From a Reuters report dated Feb 4th:
“At a bench sidebar with the judge Wednesday Feb. 3rd, Microsoft won permission to redo the video. Government lawyer David Boies asked if government representatives could be present and a Microsoft lawyer agreed, as did the judge.
“Yes, that would be the best way to do it,” said Jackson. But when government officials arrived at Sullivan & Cromwell, the law firm representing Microsoft, they were barred from entering the room where the computers were being set up. They were later allowed in.”
So, not only did Microsoft try to enter false evidence into the trial (the false and doctored tape) they also barred for two hours the government officials from entering the room where the computers were being set up. And we’re supposed to trust Microsoft wasn’t up to any funny business? The ironic thing here is that Microsoft was still unable to produce the results they desired, thus making the DOJ’s case that much stronger.

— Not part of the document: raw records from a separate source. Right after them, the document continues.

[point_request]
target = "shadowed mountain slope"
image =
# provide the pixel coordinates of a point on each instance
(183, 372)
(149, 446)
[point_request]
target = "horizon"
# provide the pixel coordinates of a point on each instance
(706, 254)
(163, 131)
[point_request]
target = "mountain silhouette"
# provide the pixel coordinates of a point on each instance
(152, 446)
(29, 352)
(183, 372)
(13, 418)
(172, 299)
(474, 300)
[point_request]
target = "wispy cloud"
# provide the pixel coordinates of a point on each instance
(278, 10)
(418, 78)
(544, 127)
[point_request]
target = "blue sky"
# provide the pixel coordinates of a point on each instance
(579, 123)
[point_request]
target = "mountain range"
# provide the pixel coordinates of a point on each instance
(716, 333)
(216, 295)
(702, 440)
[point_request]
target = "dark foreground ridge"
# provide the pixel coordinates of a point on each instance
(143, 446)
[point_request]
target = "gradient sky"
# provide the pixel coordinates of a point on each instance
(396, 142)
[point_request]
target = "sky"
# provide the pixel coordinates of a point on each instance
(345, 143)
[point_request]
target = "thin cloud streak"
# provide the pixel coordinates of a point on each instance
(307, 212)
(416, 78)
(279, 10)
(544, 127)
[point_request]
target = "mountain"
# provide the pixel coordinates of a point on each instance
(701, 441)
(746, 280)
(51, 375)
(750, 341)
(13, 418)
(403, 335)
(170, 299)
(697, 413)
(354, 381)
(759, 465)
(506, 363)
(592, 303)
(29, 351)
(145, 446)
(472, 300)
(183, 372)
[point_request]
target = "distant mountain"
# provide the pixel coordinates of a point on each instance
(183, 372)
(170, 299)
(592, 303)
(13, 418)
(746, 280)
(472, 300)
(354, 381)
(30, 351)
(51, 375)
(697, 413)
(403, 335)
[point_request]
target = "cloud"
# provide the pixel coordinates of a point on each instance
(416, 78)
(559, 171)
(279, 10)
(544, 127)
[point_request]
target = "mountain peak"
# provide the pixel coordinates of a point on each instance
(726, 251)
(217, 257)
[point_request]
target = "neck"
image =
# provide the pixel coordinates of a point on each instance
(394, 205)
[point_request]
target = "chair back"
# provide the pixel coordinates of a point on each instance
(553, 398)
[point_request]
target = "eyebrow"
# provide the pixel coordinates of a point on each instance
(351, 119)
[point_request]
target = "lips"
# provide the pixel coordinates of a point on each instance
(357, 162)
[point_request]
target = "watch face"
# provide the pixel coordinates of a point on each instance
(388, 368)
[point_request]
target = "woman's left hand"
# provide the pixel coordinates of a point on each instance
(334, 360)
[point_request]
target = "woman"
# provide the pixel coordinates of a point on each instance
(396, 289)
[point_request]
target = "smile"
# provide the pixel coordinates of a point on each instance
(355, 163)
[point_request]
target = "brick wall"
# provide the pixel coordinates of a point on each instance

I don’t know what should be done. Do you? Really, what CAN be done!? Hit MS with a fine, as if that would deter them at all? Restrict their actions? How? Doing what? Tell them they just can’t bundle IE with Windows any longer, only to have the ruling shot down upon appeal? Make MS put Netscape Communicator on their desktop? What can be done?
As for claims Microsoft is competing unfairly with Netscape: do you wonder if Apple had not given up on CyberDog, would they be in the same boat? Or is it just that MS is so big and powerful? And if Apple makes a business decision (for whatever reason) to make IE the default browser, is that somehow unfair to Netscape as well? These are not easy questions, and I do not envy those in position to answer them. For the time being, I simply will continue to watch the web for the latest news in this sad tale of lies and deceit.